The United Nations Climate Change Summit ended in the Moroccan city of Marrakech on Friday, November 18, 2016, with mixed feeling about the outcome.

“Extreme disappointment” is how campaigners described the outcome of the conference while state parties touted the political declaration issued at the end as a reflection of the global community’s determination to forge on with climate deal.

Critics argue that the Marrakech conference was light on progress and rich on rhetoric. Developing countries had arrived at the conference expecting new and additional funding to adapt to the effects of climate change. According to on Oxfam, not enough money was given to developing countries already suffering devastating climate change effects.

“In Marrakech, all the developed countries did was try to evade and postpone their responsibilities, insisting on highly questionable methods for calculating their financial contributions to mask the paltry reality,” says Oxfam’s Isabel Kreisler.

Trump’s election as the 45th President of the United States threw a dark cloud over the negotiations. It seems countries braved the challenging and uncertain political environment to adopt the Marrakech proclamation.

“Countries’ commitment to the Paris Agreement also passed its first stress test this week with the US election results. Unequivocally, they restated that they are in this for the long haul,” according to WWF.

“The reality is that the world is moving ahead on this issue. This irreversible momentum will only build as market signals and commitments across all sectors of society continue pouring in,” add WWF.
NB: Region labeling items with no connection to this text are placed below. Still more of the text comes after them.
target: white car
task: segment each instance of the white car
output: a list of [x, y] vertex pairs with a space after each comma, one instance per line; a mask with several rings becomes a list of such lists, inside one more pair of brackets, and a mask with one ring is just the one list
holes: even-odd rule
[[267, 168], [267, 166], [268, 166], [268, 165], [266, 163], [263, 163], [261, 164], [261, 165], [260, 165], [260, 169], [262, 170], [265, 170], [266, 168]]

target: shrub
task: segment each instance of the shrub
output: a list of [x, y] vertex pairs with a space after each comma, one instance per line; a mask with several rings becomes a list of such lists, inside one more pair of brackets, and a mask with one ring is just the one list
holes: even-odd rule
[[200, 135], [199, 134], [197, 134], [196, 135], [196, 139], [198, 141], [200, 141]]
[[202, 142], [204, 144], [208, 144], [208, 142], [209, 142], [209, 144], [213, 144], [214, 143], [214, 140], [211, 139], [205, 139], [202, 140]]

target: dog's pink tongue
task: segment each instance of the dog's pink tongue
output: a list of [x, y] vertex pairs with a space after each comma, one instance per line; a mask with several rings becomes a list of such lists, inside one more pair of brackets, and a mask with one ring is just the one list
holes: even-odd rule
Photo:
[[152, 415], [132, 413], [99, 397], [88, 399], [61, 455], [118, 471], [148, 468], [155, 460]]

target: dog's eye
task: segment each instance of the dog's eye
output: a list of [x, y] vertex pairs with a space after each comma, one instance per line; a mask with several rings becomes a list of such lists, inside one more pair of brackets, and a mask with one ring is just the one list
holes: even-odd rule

“The outcome of the UN climate talks means that the world’s poorest people in the most vulnerable countries will have to continue their wait for another two years before substantive decisions are made on how the Paris Agreement is put into action,” says the International Institute for Environment and Development.

Marrakech Proclamation

A one-page document known as the Marrakech Proclamation was issued at the end of the summit. It represents the political willingness of parties to carry on with full implementation of the Paris Agreement. Here are full details of the proclamation.


We, Heads of State, Government, and Delegations, gathered in Marrakech, on African soil, for the High-Level Segment of the 22nd Session of the Conference of the Parties to the United Nations Framework Convention on Climate Change, the 12th Session of the Conference of the Parties serving as the Meeting of the Parties to the Kyoto Protocol, and the 1st Session of the Conference of the Parties serving as the Meeting of the Parties to the Paris Agreement, at the gracious invitation of His Majesty the King of Morocco, Mohammed VI, issue this proclamation to signal a shift towards a new era of implementation and action on climate and sustainable development. Our climate is warming at an alarming and unprecedented rate and we have an urgent duty to respond.

We welcome the Paris Agreement, adopted under the Convention, its rapid entry into force, with its ambitious goals, its inclusive nature and its reflection of equity and common but differentiated responsibilities and respective capabilities, in the light of different national circumstances, and we affirm our commitment to its full implementation.

Indeed, this year, we have seen extraordinary momentum on climate change worldwide, and in many multilateral fora. This momentum is irreversible – it is being driven not only by governments, but by science, business and global action of all types at all levels. Our task now is to rapidly build on that momentum, together, moving forward purposefully to reduce greenhouse gas emissions and to foster adaptation efforts, thereby benefiting and supporting the 2030 Agenda for Sustainable Development and its Sustainable Development Goals. We call for the highest political commitment to combat climate change, as a matter of urgent priority.

We call for strong solidarity with those countries most vulnerable to the impacts of climate change, and underscore the need to support efforts aimed to enhance their adaptive capacity, strengthen resilience and reduce vulnerability.

We call for all Parties to strengthen and support efforts to eradicate poverty, ensure food security and to take stringent action to deal with climate change challenges in agriculture.

We call for urgently raising ambition and strengthening cooperation amongst ourselves to close the gap between current emissions trajectories and the pathway needed to meet the long-term temperature goals of the Paris Agreement.

We call for an increase in the volume, flow and access to finance for climate projects, alongside improved capacity and technology, including from developed to developing countries.

We the Developed Country Parties reaffirm our USD $100 billion mobilization goal. We, unanimously, call for further climate action and support, well in advance of 2020, taking into account the specific needs and special circumstances of developing countries, the least developed countries and those particularly vulnerable to the adverse impacts of climate change.

We who are Parties to the Kyoto Protocol encourage the ratification of the Doha Amendment.

We, collectively, call on all non-state actors to join us for immediate and ambitious action and mobilization, building on their important achievements, noting the many initiatives and the Marrakech Partnership for Global Climate Action itself, launched in Marrakech.

The transition in our economies required to meet the objectives of the Paris Agreement provides a substantial positive opportunity for increased prosperity and sustainable development.

The Marrakech Conference marks an important inflection point in our commitment to bring together the whole international community to tackle one of the greatest challenges of our time.

As we now turn towards implementation and action, we reiterate our resolve to inspire solidarity, hope and opportunity for current and future generations.